Will Pike, 33, is in a wheelchair after falling nearly 50 feet from his bedroom window while trying to escape the extremists who attacked the Taj Mahal Palace Hotel in November 2008.
The 33-year-old freelance filmmaker from north London alleges that the owners of the hotel did little to provide security for residents despite several warnings that an attack was imminent.
Mr Pike and his then girlfriend, Kelly Doyle - who is also bringing proceedings - claim they saw limited security checks with only one metal detector and cursory screening of guests.
They say they had not been given proper advice about emergency procedures and evacuation routes and, when they heard doors being kicked in and shots fired, had to break a window with furniture from their smoke-filled room and try to reach the ground using bedding and curtains knotted together.

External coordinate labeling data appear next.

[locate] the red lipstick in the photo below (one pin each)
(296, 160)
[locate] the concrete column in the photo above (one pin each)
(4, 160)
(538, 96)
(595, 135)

Mr Pike's lawyers, Leigh Day, have told London's High Court that the case should be heard here, where Mr Pike lives and where The Indian Hotels Company Ltd, which owns the hotel, has a substantial business presence.
His counsel, Philip Havers QC, said that Mr Pike issued his claim two years ago after taking some time to come to terms with his grievous injuries , explore the potential for a claim and instruct experts in the field of liability.
He told Mr Justice Stewart: "He did not choose to bring this claim lightly but only after long, anxious and careful thought."
Before the three-day hearing, which will be taken up with evidence from law experts, Mr Pike said: " I do not see why the British taxpayer should have to pay for the lifelong care I need rather than those who I believe did not do enough to guarantee my safety and the safety of all those caught up in this atrocity."
His solicitor, Russell Levy, said that to fight the case through the Indian courts would be an "exercise in futility".
"Mr Pike's only real hope of seeing justice is in a UK court. The court in Mumbai simply isn't geared up to deal with a claim of this kind.
"We estimate that it would take up to 25 years to pursue this claim through the Indian courts rather than in England, where it will take about two years."